Смыслы нашей деятельности общечеловеческие, и если они поменяются, значит, с миром что-то не так. Это всегда такой разговор, который тянет на пафосный, но, мне кажется, если мы перестаём говорить про человека и его права на жизнь, на здоровье, то это уходит из повестки, из приоритетов совсем, теряется и забывается. Миссия «Дедморозим», которой я старалась следовать в своей работе — делать так, чтобы реальный человек и его жизнь оставались топ-темой для большой аудитории — читателей и подписчиков, жертвователей, чиновников.

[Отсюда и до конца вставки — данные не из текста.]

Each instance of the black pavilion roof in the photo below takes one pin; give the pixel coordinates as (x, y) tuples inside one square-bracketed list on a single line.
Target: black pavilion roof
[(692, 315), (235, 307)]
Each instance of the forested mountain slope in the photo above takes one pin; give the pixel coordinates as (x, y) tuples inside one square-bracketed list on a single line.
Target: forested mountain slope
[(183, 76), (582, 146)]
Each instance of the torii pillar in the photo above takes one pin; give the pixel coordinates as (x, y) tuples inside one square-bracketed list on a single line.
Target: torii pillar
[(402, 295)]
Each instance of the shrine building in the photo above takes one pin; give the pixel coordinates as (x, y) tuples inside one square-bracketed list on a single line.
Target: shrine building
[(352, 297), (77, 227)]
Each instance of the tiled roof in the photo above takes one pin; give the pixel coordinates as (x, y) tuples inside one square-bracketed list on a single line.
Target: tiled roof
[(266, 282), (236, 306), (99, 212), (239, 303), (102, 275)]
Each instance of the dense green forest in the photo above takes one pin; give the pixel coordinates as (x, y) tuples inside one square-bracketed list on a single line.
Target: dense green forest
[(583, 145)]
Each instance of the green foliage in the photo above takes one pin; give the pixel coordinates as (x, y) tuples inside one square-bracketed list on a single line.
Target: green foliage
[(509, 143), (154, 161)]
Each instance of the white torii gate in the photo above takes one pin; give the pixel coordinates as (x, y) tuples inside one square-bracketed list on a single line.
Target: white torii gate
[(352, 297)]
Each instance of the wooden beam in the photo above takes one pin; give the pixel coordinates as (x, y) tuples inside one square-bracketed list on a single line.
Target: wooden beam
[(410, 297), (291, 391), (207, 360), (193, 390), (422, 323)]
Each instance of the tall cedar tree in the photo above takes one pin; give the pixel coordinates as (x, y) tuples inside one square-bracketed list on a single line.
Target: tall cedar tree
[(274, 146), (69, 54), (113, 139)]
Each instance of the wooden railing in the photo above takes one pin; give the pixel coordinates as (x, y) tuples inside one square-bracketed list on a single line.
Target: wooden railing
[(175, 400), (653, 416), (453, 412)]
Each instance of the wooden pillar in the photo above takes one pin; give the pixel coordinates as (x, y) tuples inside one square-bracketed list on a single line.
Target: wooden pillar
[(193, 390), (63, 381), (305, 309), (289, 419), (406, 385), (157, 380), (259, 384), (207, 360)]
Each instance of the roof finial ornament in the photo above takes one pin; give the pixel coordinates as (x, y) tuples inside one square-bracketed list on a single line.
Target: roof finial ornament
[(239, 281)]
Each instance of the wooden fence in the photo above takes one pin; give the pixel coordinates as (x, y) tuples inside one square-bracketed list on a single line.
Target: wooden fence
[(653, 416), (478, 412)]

Если амбиция и цель — изменить качественно жизнь людей, которые сталкиваются с какой-то проблемой, невозможно отодвинуть государство. Оно важный игрок, который влияет на правила жизни во всех сферах нашего существования. Государство и НКО во многом стали партнёрами, потому что понимают сильные стороны друг друга и научились их сочетать. Никого не удивляет, что представители некоммерческих организаций входят в советы, становятся участниками встреч, на которых принимаются решения. К фондам обращаются, когда нужно понимание какой-то проблемы, потому что у фондов есть прямой контакт с теми, кто столкнулся с трудной ситуацией. Диалог между органами гос.управления и НКО не всегда складывается. Его качество зависит от того, насколько стороны могут быть открытыми по отношению друг к другу и готовы принимать конкретные решения.
Мне иногда кажется, что и одной жизни не хватит, чтобы произошли те изменения в системе социальной поддержки и в человеческих судьбах, к которым стремится «Дедморозим». И потому, что многое происходит не так быстро, как хотелось бы, и потому, что в фонде работают достаточно амбициозные люди, которым интересны не только человеческие судьбы, но и масштабные дела. Но да, к счастью, есть задачи, которые совершенно точно решаются даже на протяжении девяти лет. Я видела, как в фонд приходит мама, которая не знает, что сделать, чтобы её сын жил дома с аппаратом ИВЛ. Девять лет назад единственным местом, которое она помыслила возможным для решения своей проблемы, оказался фонд из пяти сотрудников, разместившийся на втором этаже деревянного дома на улице Нытвенской. Я вижу, что сейчас, когда вообще появляется ребёнок на ИВЛ, его родным не надо идти в барак в Индустриальном районе. Система помощи понимает, что нужно делать для такого ребёнка. Все процессы организованы, и не только благодаря «Дедморозим». Это большая заслуга минздравов разных уровней и некоммерческих организаций по всей стране.
Для меня ценно, что это не только конкретные практические изменения, но и перемены в восприятии людей. Это как в истории про Рудничный: я уверена, что однажды отделения милосердия перестанут существовать, потому что будет очевидно, что это невозможное место для жизни маленького больного человека. Так же как сейчас становится очевидным, что человек не приговорён годами жить в реанимации, потому что дышит через аппарат ИВЛ. Он может быть дома или на даче. Учитывая, в каком интенсивном информационном поле мы живём, нельзя сказать, что эти изменения — только наша работа. Её делают многие фонды, врачи, чиновники, журналисты. Это объективно непростая работа, но совершенно точно одна из тех, на которую не жалко тратить жизнь. Потому что по её итогу многим людям становится видно, что они могут рассчитывать на поддержку и друг на друга. Что они обладают силой что-то делать,проявлять свои лучшие качества. По-моему именно так чудо становится частью повседневной жизни, а не чем-то, что вызывает удивление.